Endovascular CPB and Cardioplegia System
A set of four catheters were used to permit CPB and cardioplegic cardiac arrest without cannulation of the heart through the chest (Fig 1). A 28F venous cannula (DLP) introduced through a femoral vein was used for venous drainage. A centrifugal pump was placed between the venous cannula and the venous reservoir to augment venous drainage.⁵ Arterial inflow from the CPB pump passed through a 24F femoral arterial cannula (Endoarterial Return Cannula, Heartport). A 10.5F preshaped, triple-lumen, balloon-tipped catheter (Endoaortic Clamp, Heartport) was used for endovascular occlusion of the ascending aorta, delivery of cardioplegia into the aortic root, venting of the aortic root, and aortic root pressure measurement. This catheter was introduced through a side limb of the femoral arterial cannula or through the contralateral femoral artery. An 8.3F preshaped, single-lumen pulmonary artery vent catheter (Endopulmonary Vent, Heartport) was introduced through a 9F internal jugular vein introducer into the main pulmonary artery. A 9F preshaped, triple-lumen catheter (Endosinus Catheter, Heartport) was placed in the coronary sinus through an 11F right internal jugular vein introducer to deliver cardioplegic solution in a retrograde fashion. The three lumens permitted balloon inflation, cardioplegia delivery, and coronary sinus pressure measurement. Fig 2 shows the connection of these catheters to complete the CPB circuit.

View larger version (43K): [in this window] [in a new window]   Figure 1. Endovascular cardiopulmonary bypass system catheters.

View larger version (34K): [in this window] [in a new window]   Figure 2. Endovascular cardiopulmonary bypass circuit. KAVD indicates kinetic-assisted venous drainage.
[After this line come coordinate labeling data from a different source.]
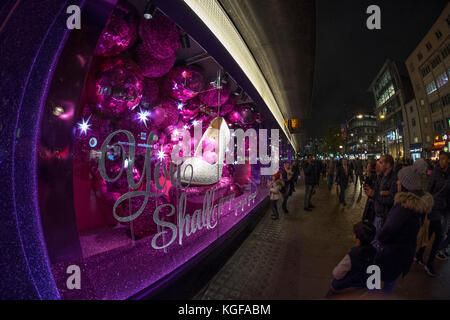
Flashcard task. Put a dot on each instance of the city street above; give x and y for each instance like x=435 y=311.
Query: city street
x=292 y=258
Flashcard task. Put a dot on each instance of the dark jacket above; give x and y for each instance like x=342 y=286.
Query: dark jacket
x=369 y=210
x=341 y=177
x=361 y=257
x=439 y=187
x=310 y=174
x=317 y=170
x=359 y=170
x=382 y=204
x=398 y=236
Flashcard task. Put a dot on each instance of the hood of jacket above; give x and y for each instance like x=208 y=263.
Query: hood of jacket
x=409 y=200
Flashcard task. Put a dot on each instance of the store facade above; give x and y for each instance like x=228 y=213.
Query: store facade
x=113 y=148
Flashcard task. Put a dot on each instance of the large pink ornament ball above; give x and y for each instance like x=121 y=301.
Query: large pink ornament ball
x=153 y=67
x=118 y=86
x=165 y=114
x=160 y=35
x=150 y=93
x=119 y=33
x=184 y=83
x=213 y=97
x=227 y=107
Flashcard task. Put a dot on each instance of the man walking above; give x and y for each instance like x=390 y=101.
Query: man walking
x=287 y=179
x=331 y=168
x=439 y=187
x=359 y=171
x=310 y=181
x=384 y=191
x=342 y=178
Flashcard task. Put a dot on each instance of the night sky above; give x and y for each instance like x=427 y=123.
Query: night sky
x=348 y=55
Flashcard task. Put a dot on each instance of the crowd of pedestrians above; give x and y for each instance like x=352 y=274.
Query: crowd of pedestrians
x=406 y=215
x=405 y=219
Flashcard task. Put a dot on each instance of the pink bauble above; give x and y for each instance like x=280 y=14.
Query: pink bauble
x=165 y=114
x=210 y=157
x=234 y=117
x=247 y=113
x=213 y=97
x=150 y=93
x=188 y=115
x=227 y=107
x=151 y=66
x=96 y=130
x=184 y=83
x=236 y=189
x=135 y=122
x=160 y=35
x=118 y=86
x=118 y=35
x=259 y=118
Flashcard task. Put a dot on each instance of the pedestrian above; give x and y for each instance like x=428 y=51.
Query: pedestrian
x=359 y=171
x=351 y=168
x=384 y=191
x=318 y=171
x=287 y=190
x=370 y=180
x=310 y=181
x=275 y=187
x=331 y=168
x=439 y=187
x=295 y=174
x=351 y=272
x=398 y=237
x=342 y=179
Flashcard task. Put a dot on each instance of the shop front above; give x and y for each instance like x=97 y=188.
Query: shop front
x=441 y=143
x=143 y=148
x=415 y=151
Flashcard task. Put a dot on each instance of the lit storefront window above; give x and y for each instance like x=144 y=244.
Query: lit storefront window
x=431 y=87
x=441 y=79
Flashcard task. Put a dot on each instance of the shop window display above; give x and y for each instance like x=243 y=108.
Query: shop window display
x=145 y=201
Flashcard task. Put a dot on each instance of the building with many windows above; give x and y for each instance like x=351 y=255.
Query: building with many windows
x=392 y=90
x=362 y=140
x=429 y=70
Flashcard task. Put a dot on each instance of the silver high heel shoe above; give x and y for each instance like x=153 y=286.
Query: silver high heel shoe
x=197 y=171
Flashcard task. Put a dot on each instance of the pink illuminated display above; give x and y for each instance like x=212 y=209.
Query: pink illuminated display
x=136 y=221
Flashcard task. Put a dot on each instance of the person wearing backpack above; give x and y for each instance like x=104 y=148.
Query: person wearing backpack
x=275 y=186
x=310 y=181
x=439 y=187
x=287 y=176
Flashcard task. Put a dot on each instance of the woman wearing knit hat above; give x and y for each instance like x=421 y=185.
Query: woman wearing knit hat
x=398 y=237
x=275 y=187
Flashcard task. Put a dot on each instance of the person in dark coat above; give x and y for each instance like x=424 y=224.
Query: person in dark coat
x=351 y=272
x=310 y=181
x=398 y=236
x=317 y=171
x=295 y=174
x=342 y=179
x=384 y=191
x=370 y=180
x=439 y=187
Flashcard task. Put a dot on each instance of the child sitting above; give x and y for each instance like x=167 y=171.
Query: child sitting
x=275 y=187
x=350 y=273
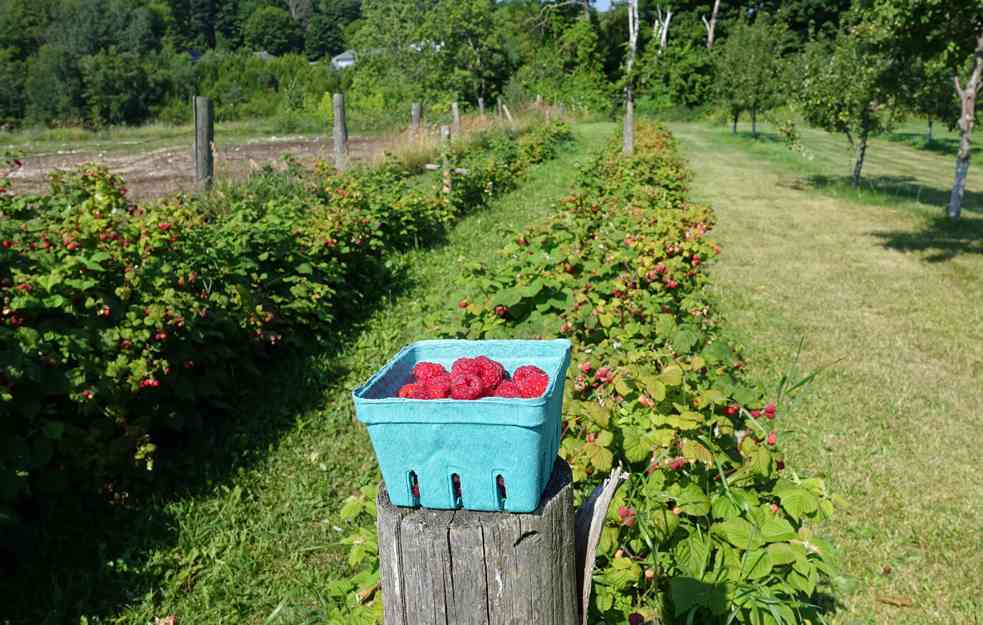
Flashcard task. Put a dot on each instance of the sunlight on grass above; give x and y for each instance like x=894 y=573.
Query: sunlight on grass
x=260 y=530
x=877 y=284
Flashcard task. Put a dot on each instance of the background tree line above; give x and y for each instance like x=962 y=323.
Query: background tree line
x=852 y=67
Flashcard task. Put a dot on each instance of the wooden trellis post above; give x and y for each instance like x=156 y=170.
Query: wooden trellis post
x=456 y=567
x=445 y=146
x=456 y=111
x=340 y=133
x=204 y=138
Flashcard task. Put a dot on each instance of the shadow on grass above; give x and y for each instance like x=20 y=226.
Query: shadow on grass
x=945 y=147
x=939 y=238
x=887 y=188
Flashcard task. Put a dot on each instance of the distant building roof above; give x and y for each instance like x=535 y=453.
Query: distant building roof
x=343 y=60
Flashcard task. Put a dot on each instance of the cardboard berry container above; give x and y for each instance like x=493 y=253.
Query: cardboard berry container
x=488 y=454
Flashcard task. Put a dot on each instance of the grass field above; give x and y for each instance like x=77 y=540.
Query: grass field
x=257 y=530
x=889 y=299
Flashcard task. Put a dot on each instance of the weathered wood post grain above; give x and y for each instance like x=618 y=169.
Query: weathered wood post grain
x=456 y=567
x=456 y=112
x=340 y=133
x=204 y=138
x=445 y=147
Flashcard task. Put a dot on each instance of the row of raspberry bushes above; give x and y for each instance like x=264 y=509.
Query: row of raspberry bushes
x=122 y=326
x=711 y=526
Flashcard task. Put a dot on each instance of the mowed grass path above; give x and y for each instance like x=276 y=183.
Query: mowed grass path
x=263 y=538
x=893 y=300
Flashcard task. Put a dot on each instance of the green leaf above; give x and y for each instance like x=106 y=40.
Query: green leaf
x=684 y=340
x=738 y=532
x=757 y=564
x=693 y=501
x=797 y=501
x=655 y=388
x=638 y=444
x=691 y=554
x=776 y=530
x=782 y=553
x=54 y=430
x=688 y=593
x=696 y=452
x=672 y=375
x=600 y=457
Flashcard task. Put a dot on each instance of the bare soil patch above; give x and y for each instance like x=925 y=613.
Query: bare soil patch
x=156 y=173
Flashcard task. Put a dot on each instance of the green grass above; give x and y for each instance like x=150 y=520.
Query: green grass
x=257 y=527
x=889 y=298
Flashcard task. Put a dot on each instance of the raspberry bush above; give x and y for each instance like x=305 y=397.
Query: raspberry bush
x=711 y=526
x=123 y=326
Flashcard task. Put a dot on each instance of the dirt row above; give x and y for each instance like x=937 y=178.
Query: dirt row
x=164 y=171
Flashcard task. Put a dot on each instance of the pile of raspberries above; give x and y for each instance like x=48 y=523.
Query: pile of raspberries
x=474 y=378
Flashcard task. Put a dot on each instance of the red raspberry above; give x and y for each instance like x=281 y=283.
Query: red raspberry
x=466 y=365
x=438 y=387
x=491 y=372
x=423 y=371
x=466 y=386
x=507 y=389
x=413 y=391
x=532 y=381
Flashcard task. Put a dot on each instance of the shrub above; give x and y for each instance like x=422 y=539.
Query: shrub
x=710 y=527
x=271 y=29
x=122 y=326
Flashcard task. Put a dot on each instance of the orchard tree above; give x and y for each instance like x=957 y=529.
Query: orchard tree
x=749 y=68
x=946 y=34
x=927 y=91
x=844 y=88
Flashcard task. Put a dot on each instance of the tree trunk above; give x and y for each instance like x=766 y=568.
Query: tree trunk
x=711 y=26
x=861 y=154
x=967 y=97
x=660 y=28
x=629 y=145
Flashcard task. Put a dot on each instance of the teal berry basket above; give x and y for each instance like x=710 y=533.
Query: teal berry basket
x=491 y=454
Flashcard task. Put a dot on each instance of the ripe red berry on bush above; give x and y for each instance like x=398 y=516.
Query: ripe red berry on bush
x=474 y=378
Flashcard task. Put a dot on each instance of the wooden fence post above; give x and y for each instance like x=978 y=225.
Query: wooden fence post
x=458 y=567
x=445 y=146
x=456 y=112
x=340 y=133
x=204 y=138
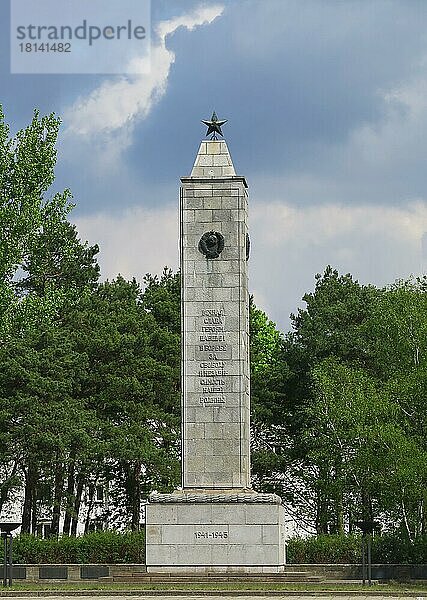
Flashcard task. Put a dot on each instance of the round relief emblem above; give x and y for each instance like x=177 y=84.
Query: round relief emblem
x=211 y=244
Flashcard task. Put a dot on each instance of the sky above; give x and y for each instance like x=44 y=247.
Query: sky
x=326 y=104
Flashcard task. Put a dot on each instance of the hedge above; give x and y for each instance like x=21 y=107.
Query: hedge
x=111 y=547
x=386 y=548
x=97 y=547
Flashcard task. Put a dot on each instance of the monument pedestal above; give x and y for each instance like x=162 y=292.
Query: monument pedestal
x=203 y=532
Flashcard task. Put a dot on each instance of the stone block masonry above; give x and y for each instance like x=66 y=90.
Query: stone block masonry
x=216 y=522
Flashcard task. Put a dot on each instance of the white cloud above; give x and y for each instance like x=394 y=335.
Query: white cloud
x=135 y=243
x=116 y=105
x=376 y=244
Insertion of Catheters for Endovascular CPB
Insertion techniques were developed for each catheter to facilitate rapid and safe placement. A surgeon passed the venous cannula through a femoral vein, and biplane or omniplane transesophageal echocardiography (TEE) or fluoroscopic guidance was used for positioning at the junction of the superior vena cava and right atrium. After surgical exposure, the arterial cannula was placed directly into the femoral artery by a surgeon. Passage of this catheter could be facilitated by first passing a guide wire through the femoral artery. Visualization of the guide wire in the descending thoracic aorta provided confirmation of the proper location of the wire before advancement of the cannula. The pulmonary vent catheter was preloaded with a 110-cm 5F double-lumen, balloon-tipped catheter (AI-07124, Arrow, or WMC904-5P, World Medical) that served as a guide across the tricuspid and pulmonic valves. Measurement of the distal catheter pressure aided catheter manipulations. Fluoroscopy and TEE were also used to facilitate catheter insertion. After proper insertion of the pulmonary vent in the main pulmonary artery, the 5F introducing catheter was removed to provide maximal vent catheter flow capacity. The coronary sinus catheter was advanced into the right atrium and positioned in the coronary sinus by visualization with TEE and fluoroscopy (30° left anterior oblique when possible). Positioning was also facilitated by observation of the distal catheter tip pressure, which made undesired passage into the right ventricle immediately apparent. If necessary, a guide wire was used to direct the catheter.

Monitoring During Endovascular CPB
To ensure safe and adequate CPB, monitoring techniques were used to evaluate venous drainage, arterial flow, venting, cardioplegia delivery, aortic occlusion, regional perfusion, and possible tissue trauma. Measurements included pressures and flows, and imaging was done through fluoroscopy, TEE, direct inspection, and video thoracoscopy. Venous drainage was evaluated with measurement of centrifugal pump flow, inlet pressure of the centrifugal pump, right atrial pressure, pulmonary vent flow, radial artery pressure, TEE of the cardiac chamber size, and direct and video-assisted visual inspection. The venous cannula position was monitored with TEE imaging, and surgical palpation through the right thoracic incision was possible in mitral valve operations. Arterial flow was evaluated with measurement of CPB pump flow and pressure and radial artery pressure. Pulmonary artery venting was evaluated with measurement of flow by use of a transit time ultrasonic flowmeter (Transonic Systems) and outlet pressure. Venting of the aortic root was evaluated by consideration of flow and aortic root pressure. Venting was also evaluated by direct inspection. Delivery of cardioplegia in either an antegrade or retrograde fashion was evaluated by measurement of cardioplegia pump flow and pressure and distal catheter pressures. Cardioplegia flow was visualized by TEE, and myocardial temperature and ECG were monitored for evidence of effective cardioplegia delivery. The balloon on the coronary sinus catheter was deflated at the conclusion of delivery of each dose of cardioplegia and was reinflated for subsequent dosage.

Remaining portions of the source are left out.